The first question comes from Mary F., Chicago, Ill.
I’m quite upset with you. My husband bought your book and purchased two storage unit auctions, against my better judgment. Now, we have a house full of stuff and although he’s sold some of it, I can’t stand my house looking like a junk yard. My husband acts like he has gold fever and is ready to buy more. What should I do?
Mary, I’m glad your husband read my book, did you read it? I explained several ways to move the merchandise once you bring it home. I assume you held a garage sale since that’s the best way to move a house full of merchandise. Here’s a couple of more suggestions to unload large quantities of merchandise if you’re not willing to sell individual pieces. Look in the phone book for auction houses in Chicago, there should be several. Go see a couple of these auctions and you’ll see that you can create box lots with many items. Box lots are a great way to make some money and get rid of the stuff around your house. Another suggestion would be to load a truck full of items and take to your local swap meet. If you really just want to get rid of the stuff, load it up and take it to your favorite charity and get the receipt – you can deduct at least $500 from your taxes. If you don’t want to be bothered loading it up, put an ad on craigslist under the free section and watch people back up their trucks and haul everything away.
I’m sorry you’re upset with your husband but you should consider reading the book and working with him as a team. Two heads are always better than one when it comes to selling your house full of merchandise. It takes constant energy to list and sell. If you don’t want to do it, you should just tell him you don’t like that. If he doesn’t understand your desires maybe you guys should seek marriage counseling.
Hey Scott, I bought my first storage unit at auction last week. There was some decent stuff, furniture, appliances, a sweet tv, some video games and dvd’s. The reason I’m writing is I found an old painting but I can’t find anything about it because it’s not signed. Any ideas on how I can figure out if it’s worth anything?
Ron, Las Vegas
Hi Ron, congrats on getting some good stuff. I have to tell you that my wife and I have found some art that we couldn’t figure out anything about. I have a couple ideas that might help you. I am aware of four auction houses near Las Vegas, Las Vegas Auction, McManus Auction, Clark County Public Auction, and Darwin’s Auction at the Boulder City Antique Mall. They all offer consignment and might have an idea about the value of your painting. You can also take digital pictures and start sending them out to various places on the internet like askart.com and artnet.com. What we usually do is take great pictures and list them on ebay with a starting price of 9.99 but we purchase the Gallery Plus feature. This gets the painting an affordable exposure and we’ve sold the majority of our art this way. One last option is to call some local antique dealers and ask them if they’re interested in looking at the painting. We’ve had several come to the house and we ask them lots of questions. They usually say they have to research the item and you’ll never hear from them again. The process can be frustrating but the last thing you want to happen is sell it at a garage sale for $50 and then see the buyer on the antique roadshow with a $20,000 painting.
Hope that helps,
Scott R Asher
I was looking at your book on Amazon and love the idea of making some money at garage sales but a neighbor told me that we’re only allowed by law to have two garage sales per year. Even if I had the two best garage sales ever, I don’t see how it’s possible to reach financial freedom from that. I know there are people that break this law, how do they get around it?

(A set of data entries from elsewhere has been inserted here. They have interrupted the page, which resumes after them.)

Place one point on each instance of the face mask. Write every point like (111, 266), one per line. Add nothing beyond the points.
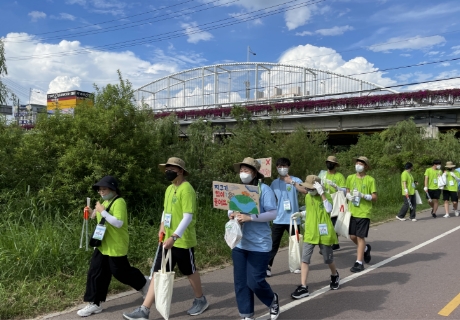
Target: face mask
(245, 177)
(108, 196)
(170, 175)
(283, 171)
(330, 165)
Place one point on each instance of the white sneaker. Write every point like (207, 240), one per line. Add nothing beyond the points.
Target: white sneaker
(145, 288)
(89, 310)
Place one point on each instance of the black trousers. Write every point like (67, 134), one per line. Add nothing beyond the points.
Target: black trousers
(405, 207)
(100, 273)
(277, 233)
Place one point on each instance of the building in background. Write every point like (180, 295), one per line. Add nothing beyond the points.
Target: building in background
(66, 102)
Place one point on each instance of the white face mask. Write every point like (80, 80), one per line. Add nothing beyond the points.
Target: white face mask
(245, 177)
(283, 171)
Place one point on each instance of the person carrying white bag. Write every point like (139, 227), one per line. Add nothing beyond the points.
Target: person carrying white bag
(318, 231)
(178, 224)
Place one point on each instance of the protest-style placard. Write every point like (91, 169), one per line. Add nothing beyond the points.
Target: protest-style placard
(236, 197)
(265, 166)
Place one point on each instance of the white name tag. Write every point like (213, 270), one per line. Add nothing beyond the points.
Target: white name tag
(167, 222)
(99, 232)
(323, 229)
(287, 205)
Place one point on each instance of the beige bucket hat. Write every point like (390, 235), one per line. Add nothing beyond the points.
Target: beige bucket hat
(333, 159)
(450, 164)
(363, 159)
(309, 181)
(178, 162)
(250, 162)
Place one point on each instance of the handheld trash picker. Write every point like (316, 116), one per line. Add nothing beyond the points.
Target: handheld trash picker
(410, 203)
(156, 255)
(84, 228)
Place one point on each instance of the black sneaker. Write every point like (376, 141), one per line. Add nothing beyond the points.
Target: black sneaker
(357, 267)
(367, 254)
(300, 292)
(275, 308)
(335, 281)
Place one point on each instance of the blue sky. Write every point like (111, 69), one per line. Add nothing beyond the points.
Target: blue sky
(344, 36)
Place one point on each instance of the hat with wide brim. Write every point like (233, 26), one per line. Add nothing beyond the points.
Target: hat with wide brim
(450, 164)
(363, 159)
(174, 161)
(310, 181)
(250, 162)
(333, 160)
(108, 182)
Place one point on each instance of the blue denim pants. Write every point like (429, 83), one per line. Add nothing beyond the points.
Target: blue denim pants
(249, 271)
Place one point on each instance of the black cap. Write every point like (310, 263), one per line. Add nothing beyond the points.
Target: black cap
(108, 182)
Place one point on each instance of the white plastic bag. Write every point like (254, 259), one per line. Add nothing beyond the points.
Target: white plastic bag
(342, 225)
(295, 247)
(418, 199)
(233, 233)
(163, 285)
(339, 202)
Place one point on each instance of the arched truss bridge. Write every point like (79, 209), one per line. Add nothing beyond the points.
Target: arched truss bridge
(248, 83)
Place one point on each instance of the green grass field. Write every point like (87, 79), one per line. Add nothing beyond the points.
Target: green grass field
(42, 268)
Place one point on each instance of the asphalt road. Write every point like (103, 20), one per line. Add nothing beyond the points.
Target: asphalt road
(413, 274)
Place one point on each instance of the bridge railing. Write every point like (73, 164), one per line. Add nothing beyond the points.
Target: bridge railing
(400, 100)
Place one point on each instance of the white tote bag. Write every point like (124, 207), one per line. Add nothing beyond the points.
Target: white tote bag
(233, 233)
(295, 247)
(418, 199)
(339, 202)
(163, 284)
(342, 225)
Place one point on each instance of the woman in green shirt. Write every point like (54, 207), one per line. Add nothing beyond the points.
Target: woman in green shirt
(110, 258)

Thanks for your question. First, I wouldn’t take your well meaning neighbor’s word on the legal limit for garage sales in your neighborhood. You need to determine whether you’re governed by the city or county, depending on where you live and actually read the ordinance or code that states the legal limits for garage sales in your jurisdiction. Second, understand that code enforcement is a complaint driven process. If nobody complains about your garage sale then, in theory, you could have it every day. I was personally told this by more than one code enforcement officer when I lived in Las Vegas. Also understand that the definition of garage sale is typically considered “outside sales.” That means that you’re not having a garage sale if you’re selling items inside the house.

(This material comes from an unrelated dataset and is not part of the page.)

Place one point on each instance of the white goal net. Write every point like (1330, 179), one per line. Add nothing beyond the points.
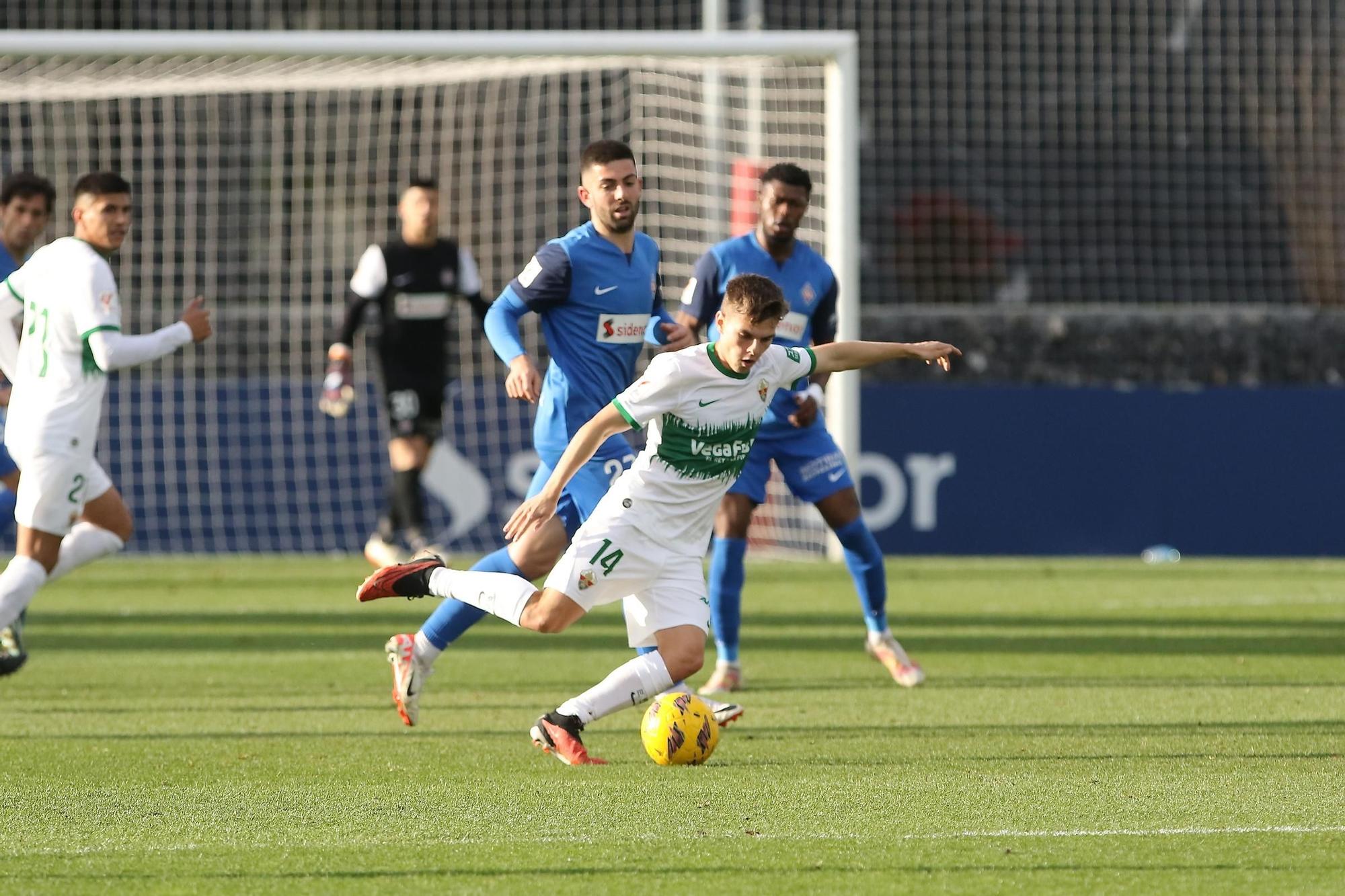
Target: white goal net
(262, 177)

When I first started the business I held a garage sale every weekend until a neighbor complained. I told my mentor about code enforcement showing up at my door and he told me my problem was that I hadn’t involved my neighbors. He told me to speak to the neighbors, invite them to hold sales at the same time and give them items they want from your sale for free – in essence, to bribe them. The next opportunity I had to hold a “legal” garage sale, we printed a letter to the neighbors explaining that the law allowed so many days of outside sales and we were going to have the first of our four days on such and such weekend. We invited them to participate, that we would advertise the sale as a multi-family sale and they knew how much traffic we could generate and they could profit and have fun as well. Nobody on the block chose to participate but we never had any further complaints from the neighbors and we extended our sales past the legal limit on several occasions. If you have a good relationship and respect the fact that nobody wants to live next to a permanent garage sale, you can exceed the legal limit of sales days without incident. Just don’t be obnoxious about it. Also, if you read my book, you’ll find that I describe many other outlets to sell your merchandise besides garage sales. Garage sales are just the beginning of learning to sell on a personal level and to determine the intrinsic value of any item. Once you acquire that skill, you’ll see that you can make money anywhere, all the time.